I finished my A-Levels in 2010 and two years later, I had nothing going for me – I didn’t even have a job. I remember one day, something triggered me and I was home alone at the time. I was having the worst anxiety attack and I thought to myself I couldn’t take this any longer. I came so close to taking my life again that my heart started beating with fear. It was from that fear that I ran to my GP and signed up for counselling.
I was seen in the within the next 24 hours. I took counselling for six weeks and at the end of my sixth session, my counsellor told me I showed no sign of self-harm or suicidal thoughts so she recommended for me to either take anti-depressants or to take further counselling, but I refused both. She then told me to work on my self-esteem and I felt that was the safest suggestion, so I decided to try it out. I left her office that day and made a promise to myself that one day, I would be successful, significant and become an inspiration to others. I had to start my life from the beginning so I decided to sign up for college and taking my counsellor’s advice on board, I started working on my self-esteem. I was on YouTube one day and I came across a motivational speaker called Eric Thomas and through him, I discovered personal development.

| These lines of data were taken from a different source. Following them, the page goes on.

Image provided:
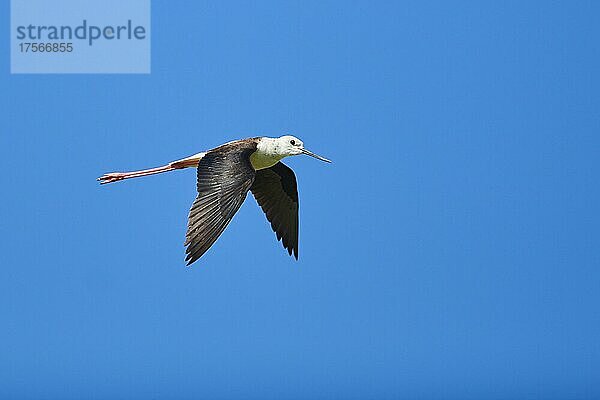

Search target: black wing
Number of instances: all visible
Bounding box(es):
[250,162,298,260]
[185,144,256,265]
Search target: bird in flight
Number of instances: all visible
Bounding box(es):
[98,135,331,265]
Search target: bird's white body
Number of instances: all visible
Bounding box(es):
[250,137,287,171]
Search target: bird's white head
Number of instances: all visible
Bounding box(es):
[275,135,331,162]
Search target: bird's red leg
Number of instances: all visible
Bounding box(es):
[98,153,204,184]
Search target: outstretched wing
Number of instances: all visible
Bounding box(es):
[185,143,256,265]
[250,162,298,260]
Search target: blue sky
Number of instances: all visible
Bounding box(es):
[0,0,600,399]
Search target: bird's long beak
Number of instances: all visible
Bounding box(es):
[301,149,331,162]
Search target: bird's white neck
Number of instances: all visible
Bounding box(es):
[250,137,285,170]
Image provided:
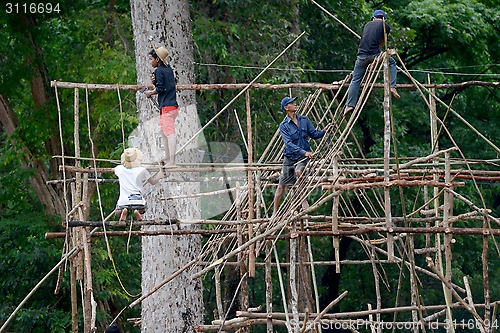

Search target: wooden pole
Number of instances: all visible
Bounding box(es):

Eric Thomas inspired me to reinvent my life. I then started my own YouTube Channel called Dose Of Inspiration in 2016 where I motivated and inspired young people to follow their dreams and from the same platform, I also share my own life lessons and experiences. I called my channel Dose Of Inspiration because it was the ‘’doses’’ of personal development that helped me, rather than the anti-depressants. Last year April, I released a spoken word poem about my journey with Mental Health on my YouTube Channel called “Dear Depression.” The video reached 95 countries in 6 days. I then gained media attention and did interviews with The Huffington Post, BBC, The Independent, Reuters TV, Islam Channel, British Muslim TV and Ahlulbayt TV.
Today, I am an entrepreneur, a public speaker, a YouTuber, a spoken word artist and most importantly, I am a mental health activist. I recently started organising my own networking events for young people in London to empower and encourage young people to follow their dreams, regardless of their current background, circumstances, environment or skills. I want to provide them with the support I never had growing up when I was in secondary school and college. My event was called ‘Speak Now Or Forever Hold Your Dreams’ and in November 2016, I won an award for being the most active young person in the community throughout London.
I want you to remember you are very, very special and there isn’t anybody in this world that could ever replace you, your talents and most importantly, your story. Your story is your armour, your strength and your message to the world and you should never ever allow someone else’s opinion of you become your reality.
I never did.
I remember reading somewhere that the difference between school and life is that school teaches us a lesson and then gives us the test, but life gives us the test and then teaches us the lesson. Also, did I mention that I finally graduated in 2016? I graduated with a 2:1 degree despite failing in secondary school and having no A-Levels. It took me six years to graduate and four college failures to get into University so never, ever, ever give up and always strive to be the somebody nobody thought you could be.
I believe that we all have the capacity to achieve our goals and dreams if we decide to take that first step of self-belief. Self-belief is the key to ultimate success, it’s the foundation and whatever we decide to plant for our foundation we will eventually reap what we sowed.